Deconstruction is a 2d web experience in which a virtual human body deconstructs itself in virtual space into thousands of pieces. The user can manipulate the view – angles, closeness, screens, in order to better compare different stages, virtuality and reality to one another.
What is the definition of human in virtuality? Does it have to look like us? Does it have to move like us? These are all questions I believe my project is raising but does not give answers to. Deconstruction addresses these questions by deconstructing the body right in front of the eyes of the viewer, animating from a clearly human to a geometric cloud controlled by pre-recorded human motion. In the screen based 2D web experience, the pieces of the skin will fly in every way, so it will be still be the recognizably human body – only in pieces.
While the graphics offer endless options to experiment, by name “virtual reality” suggests a search for creating something believable, something that is hyper realistic to satisfy the fantasies that are impossible in reality. The virtual space gives us a kind of freedom we don’t use enough for art purposes, as most projects are to create a more entertaining reality such as video games or even edgy music videos, in a way we are copying and enhancing our own material reality. And meanwhile painters and other 2D visual artists took upon themselves to explore and expand on the body as a medium and what it entails, the new era of virtuality lacks this kind of experimentation, although the artists of this new era are the ones who could take this exploration one step further.

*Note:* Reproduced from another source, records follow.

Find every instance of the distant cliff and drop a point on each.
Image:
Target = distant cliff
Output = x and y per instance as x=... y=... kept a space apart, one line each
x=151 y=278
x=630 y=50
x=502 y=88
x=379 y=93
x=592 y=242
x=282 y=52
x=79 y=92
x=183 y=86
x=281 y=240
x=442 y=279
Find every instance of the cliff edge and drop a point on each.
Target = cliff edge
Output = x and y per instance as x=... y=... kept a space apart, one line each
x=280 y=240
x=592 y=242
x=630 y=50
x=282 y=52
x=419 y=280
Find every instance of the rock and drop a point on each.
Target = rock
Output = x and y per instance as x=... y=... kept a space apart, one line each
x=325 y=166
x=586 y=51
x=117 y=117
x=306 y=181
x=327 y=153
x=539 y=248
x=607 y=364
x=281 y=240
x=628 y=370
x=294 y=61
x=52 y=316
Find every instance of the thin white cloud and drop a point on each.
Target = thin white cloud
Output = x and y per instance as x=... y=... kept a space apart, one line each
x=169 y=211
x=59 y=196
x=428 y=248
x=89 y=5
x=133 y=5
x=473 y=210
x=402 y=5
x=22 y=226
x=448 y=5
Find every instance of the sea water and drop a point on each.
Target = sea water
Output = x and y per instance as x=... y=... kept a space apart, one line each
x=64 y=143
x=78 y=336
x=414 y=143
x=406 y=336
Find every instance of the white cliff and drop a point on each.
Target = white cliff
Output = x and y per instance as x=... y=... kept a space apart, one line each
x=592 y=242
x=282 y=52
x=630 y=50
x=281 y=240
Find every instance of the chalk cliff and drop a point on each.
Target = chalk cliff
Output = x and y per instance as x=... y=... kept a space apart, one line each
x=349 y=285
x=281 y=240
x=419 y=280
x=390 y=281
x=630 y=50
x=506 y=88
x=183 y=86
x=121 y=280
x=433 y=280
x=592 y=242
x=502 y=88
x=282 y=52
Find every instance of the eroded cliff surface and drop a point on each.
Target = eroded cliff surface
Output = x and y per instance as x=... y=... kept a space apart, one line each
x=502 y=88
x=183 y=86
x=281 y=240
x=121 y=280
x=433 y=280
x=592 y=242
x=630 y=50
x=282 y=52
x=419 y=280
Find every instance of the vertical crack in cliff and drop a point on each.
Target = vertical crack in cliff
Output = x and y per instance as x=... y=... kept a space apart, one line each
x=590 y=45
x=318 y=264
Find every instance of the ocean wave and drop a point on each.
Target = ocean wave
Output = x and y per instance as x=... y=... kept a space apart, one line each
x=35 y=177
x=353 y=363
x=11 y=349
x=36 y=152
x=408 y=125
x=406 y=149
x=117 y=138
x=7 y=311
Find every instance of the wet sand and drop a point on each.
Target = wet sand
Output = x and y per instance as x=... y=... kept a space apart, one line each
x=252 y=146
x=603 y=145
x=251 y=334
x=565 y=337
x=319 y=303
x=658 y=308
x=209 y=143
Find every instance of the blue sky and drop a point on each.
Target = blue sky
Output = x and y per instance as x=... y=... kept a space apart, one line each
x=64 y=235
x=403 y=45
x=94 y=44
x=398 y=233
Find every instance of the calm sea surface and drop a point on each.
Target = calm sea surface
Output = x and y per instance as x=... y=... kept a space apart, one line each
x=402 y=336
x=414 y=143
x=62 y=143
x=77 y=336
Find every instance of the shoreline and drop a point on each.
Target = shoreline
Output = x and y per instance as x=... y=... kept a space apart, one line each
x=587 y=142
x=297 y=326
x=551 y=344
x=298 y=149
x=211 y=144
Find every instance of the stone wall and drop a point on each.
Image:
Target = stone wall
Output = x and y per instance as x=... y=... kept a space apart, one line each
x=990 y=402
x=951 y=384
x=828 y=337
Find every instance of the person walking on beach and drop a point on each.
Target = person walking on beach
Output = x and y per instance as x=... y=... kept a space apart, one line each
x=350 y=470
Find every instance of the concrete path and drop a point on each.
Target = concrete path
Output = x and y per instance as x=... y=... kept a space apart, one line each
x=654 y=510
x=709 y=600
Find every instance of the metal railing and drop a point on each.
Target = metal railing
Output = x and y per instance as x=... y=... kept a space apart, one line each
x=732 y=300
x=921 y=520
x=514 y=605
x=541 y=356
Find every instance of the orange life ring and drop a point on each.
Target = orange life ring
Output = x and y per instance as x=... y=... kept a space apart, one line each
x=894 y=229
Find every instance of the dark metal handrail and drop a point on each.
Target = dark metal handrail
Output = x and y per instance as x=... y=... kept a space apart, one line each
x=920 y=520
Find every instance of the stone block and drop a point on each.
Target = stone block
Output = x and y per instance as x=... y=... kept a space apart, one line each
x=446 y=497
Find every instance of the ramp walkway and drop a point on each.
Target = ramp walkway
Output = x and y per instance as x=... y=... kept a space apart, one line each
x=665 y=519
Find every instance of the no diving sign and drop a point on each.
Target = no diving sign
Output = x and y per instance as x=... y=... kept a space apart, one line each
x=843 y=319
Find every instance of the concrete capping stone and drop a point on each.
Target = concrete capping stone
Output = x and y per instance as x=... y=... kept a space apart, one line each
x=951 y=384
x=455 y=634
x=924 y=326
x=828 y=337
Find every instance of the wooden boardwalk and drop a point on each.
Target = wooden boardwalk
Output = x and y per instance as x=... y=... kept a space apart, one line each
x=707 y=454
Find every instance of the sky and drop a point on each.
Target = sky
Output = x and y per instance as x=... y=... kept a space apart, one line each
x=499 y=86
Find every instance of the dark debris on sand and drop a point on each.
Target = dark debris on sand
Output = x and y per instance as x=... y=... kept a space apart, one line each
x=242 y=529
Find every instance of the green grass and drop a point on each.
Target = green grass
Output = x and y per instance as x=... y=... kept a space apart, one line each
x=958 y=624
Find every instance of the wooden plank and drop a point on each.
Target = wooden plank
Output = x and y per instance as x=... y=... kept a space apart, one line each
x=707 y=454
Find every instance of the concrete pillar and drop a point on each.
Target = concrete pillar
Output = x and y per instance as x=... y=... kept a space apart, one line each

I believe for the sake of the concept, firstly, it is important that the movement data I am using being rooted in human movement. Since I am interested in observing whether even an abstract shape can be seen partly as human, the movement had to derive from a real person. Secondly, for inspiration of the “deconstruction”, I looked at cubist painters such as Picasso’s Girl with a Mandolin (1910), Metzinger’s Dancer in a Cafe (1912), and Duchamp’s Portrait of Chess Players (1911). They have disembodied the body in their paintings in order to make it the representation of the fluidity of time and consciousness. Although, their purposes were different, I realized their method was computer friendly. It made me to return to the very building blocks I used to build the body piece-by-piece, only I teared it apart. I hope the thought they think about after viewing will be whether there is embodiment in disembodiment, but the beauty of abstraction is one cannot control the thoughts a piece triggers in the end. Either way, I only hope to trigger something in people.